It won't attempt to allocate anything larger than TCP_SND_BUF, even if the data written is larger. https://github.com/earlephilhower/arduino-pico/blob/434c704a4b9f0cea5449c88a48f6f94ee9623593/libraries/WiFi/src/include/ClientContext.h#L532

I am no closer to figuring out why the threshold where things stop working is 2MSS, but I think that exact number is suspicious. It could be related to 3MSS (or MTU) being larger than the allotted memory I guess.

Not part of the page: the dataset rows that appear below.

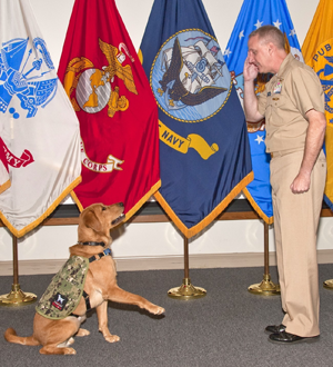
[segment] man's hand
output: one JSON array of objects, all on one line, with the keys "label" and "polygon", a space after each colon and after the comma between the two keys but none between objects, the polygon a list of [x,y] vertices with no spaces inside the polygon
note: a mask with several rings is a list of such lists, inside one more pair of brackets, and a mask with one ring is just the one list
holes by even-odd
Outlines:
[{"label": "man's hand", "polygon": [[311,185],[311,175],[299,173],[290,186],[293,194],[303,194],[309,191]]}]

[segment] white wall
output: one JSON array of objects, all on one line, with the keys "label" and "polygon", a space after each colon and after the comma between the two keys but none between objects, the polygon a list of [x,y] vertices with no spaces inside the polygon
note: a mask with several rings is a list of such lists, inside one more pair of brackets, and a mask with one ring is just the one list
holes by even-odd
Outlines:
[{"label": "white wall", "polygon": [[[59,65],[74,0],[30,0],[56,67]],[[117,0],[118,9],[137,50],[140,47],[153,0]],[[219,43],[225,49],[243,0],[203,0]],[[286,0],[303,44],[319,0]],[[172,224],[125,225],[113,242],[115,258],[163,257],[183,254],[183,239]],[[320,225],[319,249],[332,249],[333,219]],[[19,259],[64,259],[77,241],[75,226],[43,227],[19,239]],[[273,230],[270,249],[274,250]],[[219,221],[190,241],[190,254],[262,252],[263,225],[259,220]],[[11,235],[0,229],[0,260],[12,259]]]}]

I'd propose reducing TCP_SND_BUF well below MEM_SIZE, as we can't possibly fit anything bigger than that in there. Below half would likely be desirable.

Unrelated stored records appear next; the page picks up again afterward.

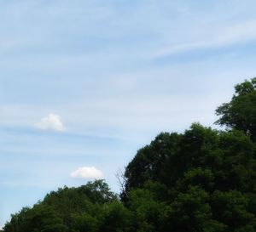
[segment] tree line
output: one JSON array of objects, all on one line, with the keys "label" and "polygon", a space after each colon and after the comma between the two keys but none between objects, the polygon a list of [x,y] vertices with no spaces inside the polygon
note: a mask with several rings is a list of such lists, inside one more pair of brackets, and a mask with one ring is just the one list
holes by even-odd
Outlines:
[{"label": "tree line", "polygon": [[161,133],[127,165],[120,194],[103,180],[48,194],[2,232],[256,231],[256,78],[235,87],[216,130]]}]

earlephilhower commented 2 years ago

I'd propose reducing TCP_SND_BUF well below MEM_SIZE, as we can't possibly fit anything bigger than that in there. Below half would likely be desirable.

Sounds good. Reopening until I get that merge in.

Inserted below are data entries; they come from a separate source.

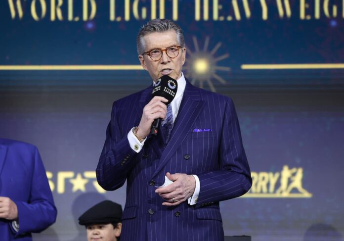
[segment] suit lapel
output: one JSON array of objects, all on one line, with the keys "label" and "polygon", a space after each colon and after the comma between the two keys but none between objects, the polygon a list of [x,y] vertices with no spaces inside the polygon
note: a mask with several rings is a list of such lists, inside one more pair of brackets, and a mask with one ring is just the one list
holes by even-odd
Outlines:
[{"label": "suit lapel", "polygon": [[175,152],[183,140],[190,132],[190,128],[196,121],[205,102],[202,99],[199,90],[186,80],[183,98],[174,121],[170,141],[163,151],[159,164],[153,176],[157,175],[165,166],[172,155]]},{"label": "suit lapel", "polygon": [[0,175],[1,175],[3,164],[5,163],[5,157],[7,153],[7,147],[0,144]]},{"label": "suit lapel", "polygon": [[149,101],[152,99],[152,86],[145,89],[141,94],[140,99],[138,100],[138,104],[135,105],[135,107],[137,112],[137,114],[141,119],[142,115],[142,111],[144,106],[148,103]]}]

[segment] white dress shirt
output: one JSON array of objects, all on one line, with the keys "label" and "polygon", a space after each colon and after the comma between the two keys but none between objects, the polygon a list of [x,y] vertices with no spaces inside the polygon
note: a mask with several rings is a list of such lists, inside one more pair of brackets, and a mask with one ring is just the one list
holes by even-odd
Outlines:
[{"label": "white dress shirt", "polygon": [[[184,91],[185,89],[185,86],[186,85],[186,81],[185,80],[185,78],[184,77],[184,74],[182,72],[181,73],[181,76],[180,78],[177,80],[177,83],[178,83],[177,93],[175,94],[174,98],[171,103],[171,107],[172,107],[172,113],[173,115],[173,122],[174,122],[174,120],[175,120],[175,118],[177,117],[177,115],[178,114],[178,111],[179,111],[179,106],[180,106],[180,103],[181,102],[181,99],[183,98]],[[143,145],[144,144],[144,142],[147,139],[147,138],[145,138],[142,143],[140,142],[140,141],[137,140],[132,132],[132,130],[133,130],[133,129],[134,128],[133,128],[128,133],[128,141],[129,141],[129,144],[130,145],[130,146],[131,147],[131,149],[136,151],[137,153],[138,153],[141,151],[141,150],[143,147]],[[190,205],[195,205],[197,202],[197,198],[198,197],[198,195],[200,193],[200,180],[197,176],[195,175],[193,175],[192,176],[194,177],[194,178],[195,178],[195,180],[196,181],[196,187],[195,188],[195,191],[192,196],[190,197],[188,199],[187,202]]]}]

earlephilhower commented 2 years ago

@oddstr13 the bug auto-closes with the merge, but if you'd like to give the latest master head a try it'd be appreciated. If you do find some more problems, you can reopen here or make a new one. Thx!

oddstr13 commented 2 years ago

I didn't pull in all of master, only the two relevant files (grabbed an updated copy of cmake).

Looks working to me (the http server didn't like my larger test string, but that's not relevant here)

Maybe a little sub-optimal, as it doesn't manage to add more data to the buffer before it empties, but that could be hard to fix and doesn't really matter too much.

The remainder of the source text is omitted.